MISC will see 4 of its total of 29 LNG vessels due for expiry by 1Q21, all of which are currently running on spot term charters. With 8M20 spot rates falling by 23% yoy, the renewal rates will likely be lower. Notwithstanding this, the new LNG and VLEC vessel deliveries in the coming years should help sustain current earnings. 2 new LNG vessels will be delivered by end-2021, and another 2 by 1H23. All 6 of its VLEC vessels are targeted to be delivered by 1H21.

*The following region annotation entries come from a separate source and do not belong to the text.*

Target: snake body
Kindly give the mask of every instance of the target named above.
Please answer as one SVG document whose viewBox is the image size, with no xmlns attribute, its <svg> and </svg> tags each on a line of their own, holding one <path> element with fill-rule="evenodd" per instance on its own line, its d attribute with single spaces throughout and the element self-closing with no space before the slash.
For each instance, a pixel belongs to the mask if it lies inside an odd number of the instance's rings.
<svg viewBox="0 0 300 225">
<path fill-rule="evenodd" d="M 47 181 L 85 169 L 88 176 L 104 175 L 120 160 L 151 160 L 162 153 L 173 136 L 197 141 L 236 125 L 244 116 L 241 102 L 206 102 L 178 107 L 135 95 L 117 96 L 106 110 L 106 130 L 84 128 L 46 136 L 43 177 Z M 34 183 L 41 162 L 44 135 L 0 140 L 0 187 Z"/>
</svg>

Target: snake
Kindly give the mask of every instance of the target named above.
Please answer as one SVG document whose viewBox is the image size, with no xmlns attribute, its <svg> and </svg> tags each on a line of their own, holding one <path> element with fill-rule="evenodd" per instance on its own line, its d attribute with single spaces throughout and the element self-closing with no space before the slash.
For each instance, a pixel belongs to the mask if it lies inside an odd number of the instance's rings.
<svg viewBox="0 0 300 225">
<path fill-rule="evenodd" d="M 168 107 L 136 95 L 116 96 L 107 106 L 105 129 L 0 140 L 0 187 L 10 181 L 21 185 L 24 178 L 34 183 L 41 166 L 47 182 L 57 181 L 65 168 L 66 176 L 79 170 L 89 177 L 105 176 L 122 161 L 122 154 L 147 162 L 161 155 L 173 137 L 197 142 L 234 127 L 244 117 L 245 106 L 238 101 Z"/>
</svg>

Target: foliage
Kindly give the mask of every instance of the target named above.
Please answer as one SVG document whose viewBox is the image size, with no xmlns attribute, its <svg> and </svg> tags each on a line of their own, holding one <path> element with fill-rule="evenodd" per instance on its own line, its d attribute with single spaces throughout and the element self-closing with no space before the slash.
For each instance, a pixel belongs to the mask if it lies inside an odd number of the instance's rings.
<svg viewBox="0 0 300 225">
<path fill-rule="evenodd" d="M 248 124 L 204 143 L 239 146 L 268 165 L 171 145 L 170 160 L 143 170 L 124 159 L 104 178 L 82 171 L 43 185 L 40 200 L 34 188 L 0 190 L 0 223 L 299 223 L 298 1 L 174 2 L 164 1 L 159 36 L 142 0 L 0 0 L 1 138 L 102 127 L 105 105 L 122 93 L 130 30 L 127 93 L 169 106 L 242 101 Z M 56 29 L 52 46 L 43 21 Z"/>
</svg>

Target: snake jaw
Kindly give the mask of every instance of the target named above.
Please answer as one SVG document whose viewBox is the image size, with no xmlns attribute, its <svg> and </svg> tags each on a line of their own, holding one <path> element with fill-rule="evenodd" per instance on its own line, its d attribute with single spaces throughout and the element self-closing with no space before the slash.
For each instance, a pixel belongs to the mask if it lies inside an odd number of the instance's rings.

After many delays on the award of FPSO Limbayong, partly due to the crash in the oil price in early 2020, Upstream reported that Petronas has reopened the tender, targeted for submissions in January 2021. This FPSO continues to be a Malaysiafocused project, with invited bidders including Sabah International Petroleum, MTC Group, Bumi Armada, Yinson and MISC (the latter 2 had a joint bid prior to the tender being shelved). With MISC securing Mero-3 and Yinson’s much awaited PDB called off, both parties may still work together for a joint bid. Bidding will now be done in RM, rather than in US$. The new FPSO will now have capacities of 40,000bpd oil and 18m cbm gas with a storage capacity of 600,000bbl.
We cut our FY20E EPS by 8% to factor in the weaker petroleum rates, but raise our FY21-22E EPS by 8-13% to include the new VLEC deliveries. MISC’s recent share price fall may have priced in the rate weakness to a certain extent. Even so, new deliveries will unlikely contribute much to FY21 earnings growth on normalization in petroleum tanker profit. As such, we retain our Hold rating with a lower SOTPbased TP at RM6.80. A re-rating catalyst would be securing Limbayong FPSO.